Monkeys brain controls robot arm

One step closer to monkey robot domination:

With the probes inserted into the monkeys motor cortices, computer software was used to interpret the brains electrical impulses and translate them into movement through the robotic arm.

This arm was jointed like a human arm and possessed a “gripper” that mimics a hand.

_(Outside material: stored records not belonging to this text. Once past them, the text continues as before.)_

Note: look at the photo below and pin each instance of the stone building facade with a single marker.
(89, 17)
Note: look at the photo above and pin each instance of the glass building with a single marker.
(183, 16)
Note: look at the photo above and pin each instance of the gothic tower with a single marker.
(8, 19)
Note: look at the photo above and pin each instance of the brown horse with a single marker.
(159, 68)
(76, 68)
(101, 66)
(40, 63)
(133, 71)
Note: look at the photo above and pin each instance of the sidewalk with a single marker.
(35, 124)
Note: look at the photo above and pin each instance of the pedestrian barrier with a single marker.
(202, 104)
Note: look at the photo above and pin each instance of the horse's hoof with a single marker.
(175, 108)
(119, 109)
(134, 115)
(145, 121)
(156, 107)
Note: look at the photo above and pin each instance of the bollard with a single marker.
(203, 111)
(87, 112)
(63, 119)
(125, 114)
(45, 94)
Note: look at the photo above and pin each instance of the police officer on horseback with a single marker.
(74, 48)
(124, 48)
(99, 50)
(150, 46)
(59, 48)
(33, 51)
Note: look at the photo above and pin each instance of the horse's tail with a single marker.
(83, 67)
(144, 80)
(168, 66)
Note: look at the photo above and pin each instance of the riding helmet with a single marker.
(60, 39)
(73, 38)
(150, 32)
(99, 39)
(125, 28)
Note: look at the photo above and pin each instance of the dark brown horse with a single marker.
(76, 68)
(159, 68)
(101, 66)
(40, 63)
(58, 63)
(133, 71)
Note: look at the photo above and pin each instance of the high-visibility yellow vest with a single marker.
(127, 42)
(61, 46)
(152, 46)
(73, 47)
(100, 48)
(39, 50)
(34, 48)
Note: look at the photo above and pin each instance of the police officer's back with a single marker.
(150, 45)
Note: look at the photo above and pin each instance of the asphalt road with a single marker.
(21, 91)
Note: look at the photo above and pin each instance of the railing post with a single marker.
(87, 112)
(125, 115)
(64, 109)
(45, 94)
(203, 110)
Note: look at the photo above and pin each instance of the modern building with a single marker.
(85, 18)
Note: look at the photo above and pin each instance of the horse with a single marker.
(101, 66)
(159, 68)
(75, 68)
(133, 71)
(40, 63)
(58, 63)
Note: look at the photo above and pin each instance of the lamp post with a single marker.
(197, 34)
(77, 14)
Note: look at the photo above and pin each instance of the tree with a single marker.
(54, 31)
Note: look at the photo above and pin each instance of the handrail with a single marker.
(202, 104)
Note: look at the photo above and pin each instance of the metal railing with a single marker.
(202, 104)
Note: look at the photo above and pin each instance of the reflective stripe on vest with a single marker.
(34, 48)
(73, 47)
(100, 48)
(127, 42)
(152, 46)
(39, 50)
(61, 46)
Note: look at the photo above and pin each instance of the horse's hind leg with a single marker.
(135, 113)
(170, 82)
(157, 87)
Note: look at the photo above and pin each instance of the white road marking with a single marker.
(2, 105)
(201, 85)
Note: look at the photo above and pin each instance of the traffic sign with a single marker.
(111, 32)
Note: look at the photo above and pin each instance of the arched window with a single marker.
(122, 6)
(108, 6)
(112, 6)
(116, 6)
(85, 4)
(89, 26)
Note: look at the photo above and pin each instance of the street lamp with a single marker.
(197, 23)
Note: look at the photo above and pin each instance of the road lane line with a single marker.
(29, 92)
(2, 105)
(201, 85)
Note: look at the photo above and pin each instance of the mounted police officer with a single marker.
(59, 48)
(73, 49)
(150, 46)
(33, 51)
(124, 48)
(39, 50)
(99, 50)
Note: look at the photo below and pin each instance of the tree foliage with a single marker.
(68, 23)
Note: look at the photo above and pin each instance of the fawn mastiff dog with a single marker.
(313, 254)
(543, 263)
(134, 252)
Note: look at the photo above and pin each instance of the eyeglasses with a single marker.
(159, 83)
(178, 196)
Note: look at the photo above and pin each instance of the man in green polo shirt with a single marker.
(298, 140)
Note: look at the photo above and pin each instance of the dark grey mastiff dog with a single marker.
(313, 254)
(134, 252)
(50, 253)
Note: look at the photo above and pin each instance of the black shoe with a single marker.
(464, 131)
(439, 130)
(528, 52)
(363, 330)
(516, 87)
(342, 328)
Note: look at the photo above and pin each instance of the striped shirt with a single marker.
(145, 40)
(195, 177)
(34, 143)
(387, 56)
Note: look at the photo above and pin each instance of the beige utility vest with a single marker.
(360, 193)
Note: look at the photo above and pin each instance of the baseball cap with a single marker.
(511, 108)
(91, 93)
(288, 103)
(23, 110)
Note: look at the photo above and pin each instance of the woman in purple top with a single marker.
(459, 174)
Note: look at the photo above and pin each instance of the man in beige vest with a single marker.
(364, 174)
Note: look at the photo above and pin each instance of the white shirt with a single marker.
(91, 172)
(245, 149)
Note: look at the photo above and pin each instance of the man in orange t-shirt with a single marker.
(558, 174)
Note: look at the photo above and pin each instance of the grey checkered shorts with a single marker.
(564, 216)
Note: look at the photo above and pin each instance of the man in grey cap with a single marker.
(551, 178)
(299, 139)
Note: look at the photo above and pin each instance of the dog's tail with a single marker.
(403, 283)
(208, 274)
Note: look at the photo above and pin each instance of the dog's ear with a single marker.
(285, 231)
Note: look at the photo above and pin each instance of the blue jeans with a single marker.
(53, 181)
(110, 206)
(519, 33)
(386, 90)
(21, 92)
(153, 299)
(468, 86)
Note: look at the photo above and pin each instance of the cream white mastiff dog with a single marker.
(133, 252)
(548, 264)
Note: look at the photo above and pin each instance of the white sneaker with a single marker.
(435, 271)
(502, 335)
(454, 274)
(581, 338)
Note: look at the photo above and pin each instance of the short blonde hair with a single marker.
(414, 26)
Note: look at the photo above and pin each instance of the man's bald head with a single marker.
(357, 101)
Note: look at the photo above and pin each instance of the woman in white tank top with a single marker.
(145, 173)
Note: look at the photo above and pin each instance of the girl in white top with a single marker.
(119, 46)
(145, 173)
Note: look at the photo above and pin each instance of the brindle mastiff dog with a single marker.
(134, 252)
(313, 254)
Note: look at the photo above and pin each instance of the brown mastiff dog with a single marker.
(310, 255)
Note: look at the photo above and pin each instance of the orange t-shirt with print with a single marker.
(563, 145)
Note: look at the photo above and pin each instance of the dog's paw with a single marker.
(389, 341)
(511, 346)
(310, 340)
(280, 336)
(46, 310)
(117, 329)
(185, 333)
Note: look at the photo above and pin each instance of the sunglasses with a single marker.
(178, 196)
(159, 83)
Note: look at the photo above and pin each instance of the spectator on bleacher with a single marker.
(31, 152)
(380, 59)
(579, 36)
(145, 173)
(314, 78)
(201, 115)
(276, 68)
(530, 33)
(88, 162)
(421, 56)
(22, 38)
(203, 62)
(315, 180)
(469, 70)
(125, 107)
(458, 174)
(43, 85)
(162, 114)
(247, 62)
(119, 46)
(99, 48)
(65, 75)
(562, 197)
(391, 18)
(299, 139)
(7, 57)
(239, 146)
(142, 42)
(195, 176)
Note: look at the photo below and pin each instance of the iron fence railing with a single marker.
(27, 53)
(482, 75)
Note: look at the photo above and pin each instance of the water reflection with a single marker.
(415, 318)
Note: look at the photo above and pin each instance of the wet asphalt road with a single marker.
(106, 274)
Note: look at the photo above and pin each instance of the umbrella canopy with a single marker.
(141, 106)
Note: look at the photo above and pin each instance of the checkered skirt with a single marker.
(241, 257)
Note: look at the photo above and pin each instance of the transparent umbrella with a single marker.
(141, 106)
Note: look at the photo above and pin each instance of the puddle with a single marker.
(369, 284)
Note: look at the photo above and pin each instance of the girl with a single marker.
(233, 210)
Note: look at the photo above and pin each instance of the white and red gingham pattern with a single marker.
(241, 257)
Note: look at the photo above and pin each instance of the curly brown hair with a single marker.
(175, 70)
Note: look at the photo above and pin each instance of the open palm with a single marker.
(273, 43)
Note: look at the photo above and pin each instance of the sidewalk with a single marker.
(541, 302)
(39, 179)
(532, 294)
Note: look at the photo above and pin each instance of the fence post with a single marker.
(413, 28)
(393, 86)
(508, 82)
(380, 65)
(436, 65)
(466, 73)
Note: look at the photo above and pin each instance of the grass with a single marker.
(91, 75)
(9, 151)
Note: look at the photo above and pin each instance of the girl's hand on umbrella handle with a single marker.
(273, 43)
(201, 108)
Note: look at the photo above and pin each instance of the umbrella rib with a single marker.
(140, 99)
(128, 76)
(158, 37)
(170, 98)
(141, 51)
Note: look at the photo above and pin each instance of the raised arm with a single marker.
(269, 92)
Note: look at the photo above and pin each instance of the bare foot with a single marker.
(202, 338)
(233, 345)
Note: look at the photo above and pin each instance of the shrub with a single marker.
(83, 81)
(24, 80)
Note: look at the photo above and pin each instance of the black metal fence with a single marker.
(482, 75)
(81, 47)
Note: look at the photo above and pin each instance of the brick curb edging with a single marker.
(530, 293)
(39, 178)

After some training, two monkeys – who had had their own arms restrained – were able to use the prosthetic limbs to feed themselves with marshmallows and chunks of fruit.

For some reason, the BBC is reporting on a 3-year-old story, but it’s still cool and there’s a video, so I’ll post it anyway.

Humans making human brains

blue brain

It sounds like a pretty monumental task:

In a laboratory in Switzerland, a group of neuroscientists is developing a mammalian brain – in silicon. The researchers at the Ecole Polytechnique Fédérale de Lausanne (EPFL), in collaboration with IBM, have just completed the first phase of an ambitious project to reproduce a fully functioning brain on a supercomputer. By strange coincidence, their lab happens to lie on the same shores of Lake Geneva where Mary Shelley dreamt up her creation, Dr Frankenstein.

But it has really cool implications:

The model is there to unify the data and test that it works. A neurobiologist who wants to test a certain theory of how a specific brain function, such as memory retention and retrieval, works can use Blue Brain to do so. The model will be open to the entire world’s research community.